Perceptually Guided Computer-Generated Holography

Kaan Akşit, Associate Professor at University College London

23rd May - 13h - Online

Meet: https://meet.google.com/nhd-fxjc-rik

YouTube stream: https://youtu.be/WBDYHmEoFHw

Abstract: Inventing immersive displays that can attain realism in visuals is a long-standing quest in the optics, graphics and perception fields. As holographic displays can simultaneously address various depth levels, experts from industry and academia often pitch these holographic displays as the next-generation display technology that could lead to such realism in visuals. However, holographic displays demand high computational complexity in image generation pipelines and suffer from visual quality-related issues. Hence, this talk will describe our research efforts to combine visual perception related findings with Computer-Generated Holography (CGH) to achieve realism in visuals and derive CGH pipelines that can run at interactive rates (above 30 Hz). Specifically, I will explain how holographic displays could effectively generate three-dimensional images with good image quality and how these images could be generated to match the needs of human visual perception in resolution and statistics. Furthermore, I will demonstrate our CGH methods running at interactive rates with the help of learning strategies. As a result, we provide a glimpse into a potential future where CGH helps replace two-dimensional images generated on today's displays with authentic three-dimensional visuals that are perceptually realistic.
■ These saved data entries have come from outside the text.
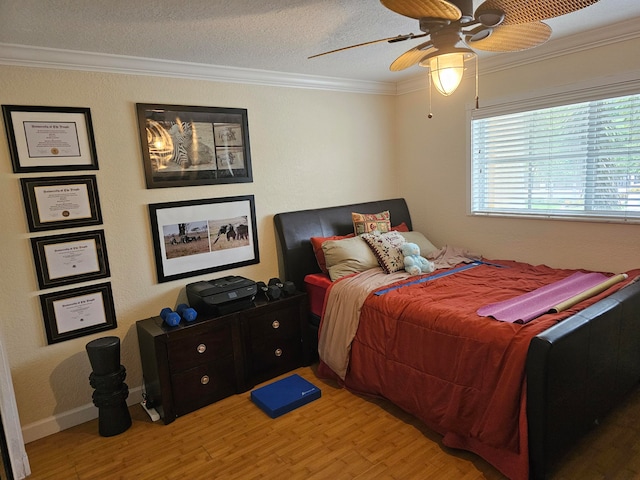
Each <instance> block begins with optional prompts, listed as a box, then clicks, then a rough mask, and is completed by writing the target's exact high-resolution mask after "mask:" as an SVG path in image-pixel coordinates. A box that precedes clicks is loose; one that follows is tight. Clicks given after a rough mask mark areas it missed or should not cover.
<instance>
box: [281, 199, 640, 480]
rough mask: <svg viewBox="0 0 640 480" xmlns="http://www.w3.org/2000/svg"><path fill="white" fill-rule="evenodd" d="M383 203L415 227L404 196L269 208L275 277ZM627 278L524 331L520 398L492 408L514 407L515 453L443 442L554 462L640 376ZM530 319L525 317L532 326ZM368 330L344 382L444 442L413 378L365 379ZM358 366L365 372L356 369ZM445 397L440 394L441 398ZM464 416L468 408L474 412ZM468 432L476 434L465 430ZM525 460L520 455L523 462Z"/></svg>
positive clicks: (459, 435)
mask: <svg viewBox="0 0 640 480" xmlns="http://www.w3.org/2000/svg"><path fill="white" fill-rule="evenodd" d="M382 211H388V212H390V216H391V221H392V223H393V224H395V225H398V224H404V226H405V228H406V229H407V230H409V231H411V230H412V222H411V216H410V214H409V210H408V207H407V204H406V202H405V200H404V199H401V198H398V199H390V200H382V201H376V202H366V203H359V204H353V205H344V206H337V207H328V208H321V209H312V210H304V211H297V212H286V213H280V214H277V215H275V217H274V223H275V228H276V233H277V240H278V249H279V267H280V276H281V278H283V279H286V280H290V281H293V282H294V283H295V284H296V285H297V286H298V287H299V288H302V286H303V285H305V282H304V279H305V277H306V276H307V275H309V274H318V273H320V272H321V271H320V267H319V266H318V262H317V260H316V256H315V254H314V250H313V247H312V245H311V242H310V239H311V238H312V237H331V236H347V235H349V234H350V233H352V232H353V223H352V217H351V214H352V212H363V213H376V212H382ZM481 268H485V266H484V265H482V266H480V267H478V268H477V269H474V270H470V272H469V273H467V275H469V274H470V273H471V272H476V274H477V272H480V271H481V270H480V269H481ZM487 268H488V267H487ZM632 273H634V274H635V273H637V271H633V272H632ZM456 275H458V274H456ZM459 276H463V274H459ZM452 277H453V275H452ZM452 277H448V278H452ZM632 279H633V278H632V277H630V278H629V280H628V281H626V282H625V284H624V285H618V288H617V290H616V291H615V293H611V294H609V293H607V292H605V293H603V294H601V295H600V296H598V297H594V299H592V300H591V301H588V302H587V303H590V305H589V306H587V307H586V308H580V309H577V310H576V313H570V312H571V310H568V311H567V312H569V313H566V314H565V317H566V318H560V317H561V315H560V317H559V318H560V320H558V321H552V322H550V323H547V324H544V325H545V328H544V329H542V330H541V331H539V332H537V333H536V334H535V335H533V336H532V337H531V338H527V339H526V342H527V344H526V345H524V347H523V348H524V353H523V354H522V357H523V358H522V366H521V367H518V368H520V369H521V370H522V372H521V375H522V378H523V379H524V381H522V382H521V386H520V387H519V388H520V389H521V390H520V397H519V400H517V401H516V404H515V405H514V404H513V403H511V404H509V405H506V404H505V405H504V407H503V408H502V407H501V408H499V409H498V410H502V409H504V411H505V412H510V411H513V412H515V413H514V415H519V418H518V419H517V420H516V429H517V430H518V432H519V433H518V435H519V437H518V438H517V439H515V440H513V441H514V442H515V443H516V445H517V446H516V450H518V455H516V456H517V457H518V458H517V459H515V460H514V461H511V460H504V458H507V457H508V456H509V455H510V453H509V452H506V453H505V452H503V451H501V450H500V449H499V448H495V445H493V444H491V442H489V445H486V444H483V443H482V442H477V441H467V440H468V439H467V440H466V439H465V438H464V435H462V436H461V435H460V434H459V433H460V432H458V435H457V439H456V438H454V440H453V441H452V442H451V444H450V445H449V446H453V447H455V448H464V449H468V450H471V451H474V452H475V453H477V454H479V455H480V456H482V457H483V458H485V459H486V460H488V461H489V462H490V463H492V464H493V465H494V466H496V468H498V470H500V471H502V472H503V473H505V474H506V475H507V476H508V477H510V478H527V477H528V478H532V479H543V478H547V477H548V475H549V473H550V472H552V469H553V466H554V464H555V463H556V462H557V461H558V460H559V459H561V457H562V455H563V454H564V453H566V452H567V451H568V450H569V449H570V447H571V445H572V444H573V443H574V442H575V441H576V439H578V438H579V437H580V436H581V435H583V434H584V433H586V432H587V431H588V430H590V429H591V428H593V427H594V426H595V425H597V423H598V421H599V419H600V418H602V417H603V416H604V415H605V414H606V413H607V412H608V411H610V410H611V409H612V408H614V407H615V406H616V405H617V404H618V403H619V402H620V401H621V400H622V399H623V397H624V396H625V395H626V394H627V393H628V392H629V391H630V390H631V389H633V388H635V387H636V386H637V384H638V381H639V380H640V282H637V283H632V282H631V280H632ZM336 283H337V284H339V283H342V282H336ZM620 287H622V288H620ZM368 301H369V299H368V300H367V302H368ZM378 301H381V300H378ZM365 305H366V303H365ZM376 308H378V307H376ZM376 308H373V307H372V308H369V309H368V310H371V309H373V310H376ZM379 308H382V307H379ZM576 308H577V307H576ZM314 310H315V313H311V314H310V316H309V319H308V324H307V327H308V328H307V330H306V332H305V334H304V339H303V340H304V343H305V351H306V352H307V362H308V363H311V362H313V361H315V359H316V357H315V355H316V352H317V338H318V327H319V325H320V318H319V315H318V309H317V308H316V309H314ZM364 310H365V309H364V307H363V311H364ZM547 317H548V316H543V317H542V318H547ZM495 322H496V323H500V322H497V321H495ZM536 322H537V321H533V322H531V323H530V324H527V325H535V324H537V323H536ZM367 325H368V324H367ZM538 325H542V324H538ZM546 325H548V327H547V326H546ZM532 328H533V327H532ZM538 328H539V329H540V327H538ZM370 334H371V332H369V331H368V330H367V329H366V328H365V327H363V325H362V324H361V325H360V326H359V327H358V331H357V333H356V339H355V340H354V343H353V348H352V351H351V356H352V358H351V360H350V363H349V370H348V373H347V374H346V377H345V378H344V385H345V386H346V387H347V388H350V389H352V390H354V391H356V392H360V393H365V394H376V395H382V396H385V397H386V398H390V399H391V400H392V401H394V403H397V404H398V405H400V406H401V407H402V408H403V409H405V410H407V411H409V413H412V414H414V415H416V416H417V417H418V418H420V419H421V420H423V421H424V422H425V423H426V424H427V425H428V426H429V427H430V428H432V429H434V430H435V431H437V432H438V433H441V434H444V435H445V436H444V438H445V440H447V439H448V438H449V436H447V435H448V434H447V432H445V431H443V428H441V425H439V424H438V422H437V421H434V420H433V418H432V416H431V415H430V413H429V412H424V411H422V410H420V408H414V407H413V406H412V405H413V404H412V402H411V401H410V400H411V397H412V395H413V396H415V395H417V393H416V392H415V391H413V390H412V388H411V385H409V386H407V385H403V386H402V389H400V390H404V391H401V392H398V391H397V390H398V389H397V388H396V389H395V390H393V391H387V390H385V386H384V385H382V386H381V385H377V383H379V382H378V380H377V379H373V380H372V377H371V375H369V377H367V375H368V374H367V373H366V370H367V369H368V367H367V366H363V365H364V364H366V363H367V362H369V359H368V358H366V355H365V356H361V352H362V351H363V350H364V349H365V347H366V345H365V344H366V342H367V341H368V340H367V338H368V335H370ZM394 335H395V333H394ZM371 341H373V342H375V341H376V340H371ZM408 341H411V340H408ZM407 350H409V348H407ZM359 352H360V353H359ZM363 359H364V360H363ZM387 360H388V359H386V360H385V359H383V360H372V361H374V362H377V363H379V364H380V365H378V366H377V367H378V368H381V369H384V368H387V367H385V365H388V364H389V362H388V361H387ZM394 361H395V360H394ZM321 364H322V362H321ZM359 369H364V371H365V372H364V373H362V372H359ZM516 370H517V368H516ZM516 373H517V372H516ZM375 375H377V376H378V377H381V378H384V377H385V376H386V372H385V371H384V370H378V371H376V373H375ZM443 392H444V390H442V391H440V390H438V391H435V392H430V395H433V396H436V395H444V394H445V393H446V392H444V393H443ZM443 401H445V402H446V398H444V399H443ZM498 405H499V404H498ZM514 409H515V410H514ZM466 415H467V416H469V415H471V416H473V412H467V414H466ZM506 415H507V416H510V415H511V414H509V413H507V414H506ZM520 417H521V418H520ZM508 420H509V419H508V418H507V419H506V420H505V421H508ZM454 437H455V436H454ZM471 437H473V432H470V435H469V438H471ZM512 443H513V442H512ZM445 444H447V442H446V441H445ZM514 458H515V457H514ZM523 461H526V464H525V465H524V468H523V466H522V462H523Z"/></svg>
Bio: Kaan Akşit is an Associate Professor in the computer science department at University College London, where he leads the Computational Light Laboratory. Kaan researches the intersection of light and computation, including computational approaches in imaging, graphics, fabrication and displays. Kaan’s research works are widely known among the optics and graphics community for his contributions to display technologies dedicated to virtual reality, augmented reality, and three-dimensional displays with glasses and without glasses. He was a research scientist at NVIDIA, USA, between 2014 and 2020. He is the recipient of Emerging Technologies best in show awards in SIGGRAPH 2019 and SIGGRAPH 2018, DCEXPO special prize in SIGGRAPH 2017, the best papers in ISMAR 2018 and IEEE VR 2017, and best paper nominee in IEEE VR 2019 and 2021.

FIRESIDE chat: Machine Learning inference at Google, How does it work?

David Lopez, Engineering Manager for ML, at Google

3rd June - 13h - Online

Meet: https://meet.google.com/xjg-wwqx-vei

Abstract: This last seminar of the year will have a special format, a fireside chat, where we will have the chance to have an informal chat with David about ML inference at Google and the work they develop in his team to make it possible to run ML at scale. He will make a brief introduction and description, and then we will have a longer period than usual for discussion with a guided question and answer session. David leads a team that is responsible for robustness, scalability and sustainability of the systems where Machine Learning products at Google run (including the well known and diverse applications and ML models running on each of them, such as Translate, Maps, YouTube recommendations, Search, etc). Are you curious how all these ML models are run at Google and what do engineers need to do to make it possible? Join the chat and ask David ;-)

Bio: David Lopez is an engineering manager in Machine Learning at Google. He studied electrical engineering at the Universidad of Valladolid and obtained his master in Software and Systems Security at the University of Oxford. Since 2011 he has been working at Google. He also has expertise in security and anti-abuse products, and he currently leads a team for Machine Learning Inference that serves and facilitates the infrastructure for the numerous ML products at Google to run at scale.